LE DANGER ÉLYSÉEN

Réflexion : le chef des armées (détenteur officiel de l’arme nucléaire) est-il responsable de ses actes ?

Après les événements de ces derniers jours, une réflexion revient sans cesse à l’esprit, suite à la réquisition de l’armée pour l’acte 19 des Gilets Jaunes : Que s’est-il passé dans la tête du président Macron pour prendre une telle décision ?

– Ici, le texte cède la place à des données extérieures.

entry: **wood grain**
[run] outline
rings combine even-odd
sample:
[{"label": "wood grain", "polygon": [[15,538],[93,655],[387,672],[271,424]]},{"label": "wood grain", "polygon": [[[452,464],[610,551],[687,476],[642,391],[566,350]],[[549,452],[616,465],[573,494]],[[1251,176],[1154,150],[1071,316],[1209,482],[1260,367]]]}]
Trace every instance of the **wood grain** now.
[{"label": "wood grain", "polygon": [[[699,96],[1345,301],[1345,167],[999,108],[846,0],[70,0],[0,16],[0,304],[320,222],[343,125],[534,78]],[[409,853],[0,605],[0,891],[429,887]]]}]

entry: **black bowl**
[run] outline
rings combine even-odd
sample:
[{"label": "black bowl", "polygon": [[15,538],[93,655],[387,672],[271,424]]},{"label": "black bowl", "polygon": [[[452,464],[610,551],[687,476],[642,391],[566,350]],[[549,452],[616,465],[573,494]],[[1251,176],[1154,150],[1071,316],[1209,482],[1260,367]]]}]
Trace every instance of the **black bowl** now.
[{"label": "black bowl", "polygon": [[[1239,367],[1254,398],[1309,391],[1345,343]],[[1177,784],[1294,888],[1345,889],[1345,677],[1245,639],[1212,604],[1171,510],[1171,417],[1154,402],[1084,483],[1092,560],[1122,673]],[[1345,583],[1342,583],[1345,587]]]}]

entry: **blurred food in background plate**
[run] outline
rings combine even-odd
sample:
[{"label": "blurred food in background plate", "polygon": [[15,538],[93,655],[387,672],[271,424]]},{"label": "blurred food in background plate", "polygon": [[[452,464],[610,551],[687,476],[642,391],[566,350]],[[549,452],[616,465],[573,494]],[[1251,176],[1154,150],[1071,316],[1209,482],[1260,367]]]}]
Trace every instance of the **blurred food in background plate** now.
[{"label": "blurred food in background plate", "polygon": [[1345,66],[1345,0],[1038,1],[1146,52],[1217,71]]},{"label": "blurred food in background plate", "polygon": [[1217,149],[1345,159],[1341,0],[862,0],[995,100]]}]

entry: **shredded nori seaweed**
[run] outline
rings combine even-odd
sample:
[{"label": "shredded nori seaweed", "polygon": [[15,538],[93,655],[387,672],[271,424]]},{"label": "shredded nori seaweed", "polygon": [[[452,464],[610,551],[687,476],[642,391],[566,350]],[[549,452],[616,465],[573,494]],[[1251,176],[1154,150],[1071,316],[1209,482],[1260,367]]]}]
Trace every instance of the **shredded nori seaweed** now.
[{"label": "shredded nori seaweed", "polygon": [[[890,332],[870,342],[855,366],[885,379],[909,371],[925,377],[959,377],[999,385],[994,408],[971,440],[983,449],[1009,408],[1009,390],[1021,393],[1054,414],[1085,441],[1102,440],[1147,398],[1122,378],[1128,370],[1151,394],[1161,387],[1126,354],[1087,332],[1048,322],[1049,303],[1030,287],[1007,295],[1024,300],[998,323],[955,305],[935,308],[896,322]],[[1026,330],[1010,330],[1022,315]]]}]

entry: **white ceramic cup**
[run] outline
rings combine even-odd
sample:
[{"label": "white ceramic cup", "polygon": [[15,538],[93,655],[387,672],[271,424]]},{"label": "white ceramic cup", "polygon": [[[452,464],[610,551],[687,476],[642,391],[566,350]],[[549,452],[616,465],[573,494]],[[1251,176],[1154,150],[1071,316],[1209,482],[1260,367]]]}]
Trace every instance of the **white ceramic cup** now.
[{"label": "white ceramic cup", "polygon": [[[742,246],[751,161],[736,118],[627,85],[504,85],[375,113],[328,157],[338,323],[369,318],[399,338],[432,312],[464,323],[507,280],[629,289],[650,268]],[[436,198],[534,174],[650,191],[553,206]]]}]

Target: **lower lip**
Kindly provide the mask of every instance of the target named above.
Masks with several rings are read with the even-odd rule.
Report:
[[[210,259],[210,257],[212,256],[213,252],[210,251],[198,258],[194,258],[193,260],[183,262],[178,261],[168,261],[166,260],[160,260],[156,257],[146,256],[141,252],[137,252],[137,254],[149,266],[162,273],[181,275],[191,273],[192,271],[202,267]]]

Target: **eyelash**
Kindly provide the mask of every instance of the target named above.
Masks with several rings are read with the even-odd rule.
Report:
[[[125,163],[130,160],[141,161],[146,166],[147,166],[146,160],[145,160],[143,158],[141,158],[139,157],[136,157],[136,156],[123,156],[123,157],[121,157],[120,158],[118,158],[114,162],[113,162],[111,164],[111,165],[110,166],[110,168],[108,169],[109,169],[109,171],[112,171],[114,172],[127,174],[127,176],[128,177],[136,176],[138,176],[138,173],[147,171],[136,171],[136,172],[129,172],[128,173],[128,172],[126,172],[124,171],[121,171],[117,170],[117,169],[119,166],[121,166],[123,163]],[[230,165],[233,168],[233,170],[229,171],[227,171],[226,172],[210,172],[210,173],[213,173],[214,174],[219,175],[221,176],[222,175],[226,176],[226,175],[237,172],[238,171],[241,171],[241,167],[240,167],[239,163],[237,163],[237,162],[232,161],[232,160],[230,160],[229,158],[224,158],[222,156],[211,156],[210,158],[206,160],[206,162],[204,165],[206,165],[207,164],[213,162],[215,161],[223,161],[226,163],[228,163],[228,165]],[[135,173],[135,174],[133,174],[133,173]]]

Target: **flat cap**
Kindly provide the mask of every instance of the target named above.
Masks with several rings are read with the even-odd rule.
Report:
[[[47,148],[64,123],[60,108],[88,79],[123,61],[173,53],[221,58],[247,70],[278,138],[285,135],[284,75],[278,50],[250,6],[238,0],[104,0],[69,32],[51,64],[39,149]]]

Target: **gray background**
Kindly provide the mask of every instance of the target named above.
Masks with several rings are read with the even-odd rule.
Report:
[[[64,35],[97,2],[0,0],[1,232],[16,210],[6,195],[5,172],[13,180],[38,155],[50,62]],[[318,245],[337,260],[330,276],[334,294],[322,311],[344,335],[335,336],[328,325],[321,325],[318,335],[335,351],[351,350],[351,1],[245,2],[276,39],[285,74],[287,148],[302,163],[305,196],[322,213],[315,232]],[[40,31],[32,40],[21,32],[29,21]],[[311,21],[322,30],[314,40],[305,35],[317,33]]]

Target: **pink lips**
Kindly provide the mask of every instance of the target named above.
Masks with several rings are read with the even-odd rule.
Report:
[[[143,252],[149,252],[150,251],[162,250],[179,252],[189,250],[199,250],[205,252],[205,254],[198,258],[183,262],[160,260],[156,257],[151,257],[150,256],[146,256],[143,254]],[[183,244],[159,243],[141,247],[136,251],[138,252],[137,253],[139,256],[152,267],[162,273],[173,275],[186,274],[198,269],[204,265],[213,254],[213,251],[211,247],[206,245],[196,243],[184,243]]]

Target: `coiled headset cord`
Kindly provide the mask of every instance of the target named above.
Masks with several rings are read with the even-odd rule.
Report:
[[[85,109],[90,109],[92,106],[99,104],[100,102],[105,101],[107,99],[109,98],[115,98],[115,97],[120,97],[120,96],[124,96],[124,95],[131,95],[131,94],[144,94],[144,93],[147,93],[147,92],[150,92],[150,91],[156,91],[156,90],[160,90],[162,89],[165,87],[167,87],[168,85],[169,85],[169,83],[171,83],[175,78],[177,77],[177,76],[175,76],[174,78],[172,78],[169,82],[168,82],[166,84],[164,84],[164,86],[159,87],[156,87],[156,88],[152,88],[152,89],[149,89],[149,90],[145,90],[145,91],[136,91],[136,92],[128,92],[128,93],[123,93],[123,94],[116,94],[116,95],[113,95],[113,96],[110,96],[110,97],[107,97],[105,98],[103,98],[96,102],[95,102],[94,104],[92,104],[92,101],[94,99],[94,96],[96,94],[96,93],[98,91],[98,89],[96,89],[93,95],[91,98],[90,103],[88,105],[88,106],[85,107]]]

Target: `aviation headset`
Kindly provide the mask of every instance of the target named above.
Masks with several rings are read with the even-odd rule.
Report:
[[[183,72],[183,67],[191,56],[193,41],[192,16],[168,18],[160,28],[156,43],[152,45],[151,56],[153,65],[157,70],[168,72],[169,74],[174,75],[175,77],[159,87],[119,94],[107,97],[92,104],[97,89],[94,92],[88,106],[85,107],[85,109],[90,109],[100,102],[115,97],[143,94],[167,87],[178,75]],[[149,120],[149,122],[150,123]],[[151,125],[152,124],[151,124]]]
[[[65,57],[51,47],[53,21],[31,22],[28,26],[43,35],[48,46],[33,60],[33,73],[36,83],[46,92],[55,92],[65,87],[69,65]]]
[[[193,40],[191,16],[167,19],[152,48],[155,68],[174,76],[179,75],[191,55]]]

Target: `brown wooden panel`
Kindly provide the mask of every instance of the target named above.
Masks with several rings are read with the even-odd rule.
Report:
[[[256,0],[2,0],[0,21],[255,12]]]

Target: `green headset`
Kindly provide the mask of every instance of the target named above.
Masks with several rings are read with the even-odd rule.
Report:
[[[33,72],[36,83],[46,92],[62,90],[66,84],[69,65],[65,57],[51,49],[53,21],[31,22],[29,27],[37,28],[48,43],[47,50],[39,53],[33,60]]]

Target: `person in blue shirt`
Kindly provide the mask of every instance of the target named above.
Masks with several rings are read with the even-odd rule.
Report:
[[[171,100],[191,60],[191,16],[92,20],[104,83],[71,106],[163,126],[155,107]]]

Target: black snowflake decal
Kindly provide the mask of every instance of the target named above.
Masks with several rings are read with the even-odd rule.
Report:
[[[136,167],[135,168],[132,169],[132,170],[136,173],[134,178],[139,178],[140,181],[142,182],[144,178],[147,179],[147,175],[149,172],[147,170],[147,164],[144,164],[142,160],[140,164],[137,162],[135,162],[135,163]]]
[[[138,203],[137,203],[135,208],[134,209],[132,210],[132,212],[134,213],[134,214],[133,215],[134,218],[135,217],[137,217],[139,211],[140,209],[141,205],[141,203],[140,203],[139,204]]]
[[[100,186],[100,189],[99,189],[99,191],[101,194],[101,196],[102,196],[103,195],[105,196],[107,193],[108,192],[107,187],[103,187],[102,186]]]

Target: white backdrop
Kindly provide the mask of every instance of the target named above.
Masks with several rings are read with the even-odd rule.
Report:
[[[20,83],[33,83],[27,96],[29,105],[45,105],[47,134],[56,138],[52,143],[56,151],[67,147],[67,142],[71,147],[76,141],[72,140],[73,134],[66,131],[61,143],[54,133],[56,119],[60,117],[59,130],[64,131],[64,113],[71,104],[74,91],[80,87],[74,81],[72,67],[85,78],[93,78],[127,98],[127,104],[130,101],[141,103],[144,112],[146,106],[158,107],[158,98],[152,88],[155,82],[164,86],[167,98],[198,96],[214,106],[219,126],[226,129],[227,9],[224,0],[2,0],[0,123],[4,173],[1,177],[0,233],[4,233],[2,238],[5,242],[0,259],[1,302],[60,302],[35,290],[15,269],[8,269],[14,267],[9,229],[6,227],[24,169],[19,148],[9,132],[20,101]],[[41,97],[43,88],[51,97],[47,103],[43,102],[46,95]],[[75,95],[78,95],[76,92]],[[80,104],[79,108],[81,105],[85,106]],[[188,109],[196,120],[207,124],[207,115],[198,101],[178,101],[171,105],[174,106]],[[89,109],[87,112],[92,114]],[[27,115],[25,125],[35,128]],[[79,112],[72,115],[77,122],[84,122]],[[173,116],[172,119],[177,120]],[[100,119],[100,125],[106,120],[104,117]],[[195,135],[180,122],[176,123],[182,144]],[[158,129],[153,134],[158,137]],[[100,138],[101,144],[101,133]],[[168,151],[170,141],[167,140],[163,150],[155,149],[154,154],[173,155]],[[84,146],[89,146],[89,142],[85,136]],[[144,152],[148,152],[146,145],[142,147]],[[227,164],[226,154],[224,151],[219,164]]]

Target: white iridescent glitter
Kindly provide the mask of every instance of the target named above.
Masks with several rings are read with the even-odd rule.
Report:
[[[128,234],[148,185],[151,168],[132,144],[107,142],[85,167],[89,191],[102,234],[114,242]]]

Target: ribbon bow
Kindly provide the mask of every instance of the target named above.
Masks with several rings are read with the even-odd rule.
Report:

De mémoire, personne n’avait vu l’armée dans les rues de Paris à l’exception évidemment du défilé traditionnel du 14 juillet sur les Champs Élysées. Autrement, il faut remonter 79 ans en arrière en juin 1940 pour voir défiler des soldats dans la capitale ; mais en fait, il s’agissait alors des troupes allemandes venant occuper les quartiers parisiens emblématiques.

Ainsi, pour faire face aux éventuels débordements des manifestations, Emmanuel Macron agissant en qualité de président de la République, chef des Armées (article 15 de la Constitution), a voulu jouer au « petit soldat » qui donne des ordres sans y réfléchir avant, le tout dans une désinvolture propre à son personnage, autoritaire et inconséquent.

En choisissant de mobiliser les militaires de opération Sentinelle, il a voulu montrer sa domination et sa puissance, alors que cette décision n’avait aucun sens. Nous savons tous que l’armée est déployée uniquement pour protéger les lieux sensibles, soulageant ainsi les forces de l’ordre engagées sur le terrain. Il n’est jamais question que les soldats aillent au contact des manifestants. Mais c’est ici qu’il y a interrogation. Qu’aurait pu-t-il se passer si, de leur côté, les manifestants étaient allés au contact des militaires ? Et si les black-blocs étaient venus armés lourdement ? Les soldats sont entraînés uniquement à faire la guerre, et non pas à manier des armes non létales dont au demeurant, ils ne sont pas équipés. De même, ces soldats savent parfaitement qu’ils ne peuvent ouvrir le feu que dans certaines circonstances bien particulières.

Alors, en prenant une telle décision, Emmanuel Macron a-t-il mesuré la portée de son acte ? Dans l’énorme violence qu’a connu la journée du 16 mars, Paris aurait pu s’enflammer totalement à cause d’une audace imbécile prise par un homme irréfléchi dont l’acte est entièrement irresponsable. Macron a donc joué avec le feu. Et ce geste fait peur aujourd’hui : n’oublions pas que le président de la République détient l’arme nucléaire et ainsi à n’importe quel moment, il pourrait déclencher le « feu nucléaire » à partir de n’importe quel endroit du monde. C’est lui et seulement lui, qui détient les codes pour la mise à feu.

Dans un tel contexte, on peut se poser de très sérieuses questions : Macron est un homme supposé intelligent, mais qui agit par pulsion. Et chez lui, cette pulsion est difficilement contrôlable car elle devient obsessionnelle au niveau politique. En vérité, Macron est un gamin qui joue au soldat sans savoir la portée de ses actes. Mais le véritable problème réside dans le fait que Macron n’est pas un citoyen ordinaire. Il est président de la République alors qu’il n’en pas les capacités et l’envergure. Voici une cinquantaine d’années, De Gaulle étant au pouvoir, Paris se couvrit de barricades en quelques jours. Les journées de mai 68 revêtirent très rapidement un aspect insurrectionnel présentant des affrontements extrêmement violents entre manifestants et force de l’ordre, et certainement plus véhéments que ceux connus avec les Gilets Jaunes jusqu’à ce jour. Et malgré cette immense révolution de rue, le général de Gaulle n’envisagea à aucun moment de faire intervenir l’armée. Mais de Gaulle était … de Gaulle et Macron est bien loin d’avoir la stature du libérateur de la France.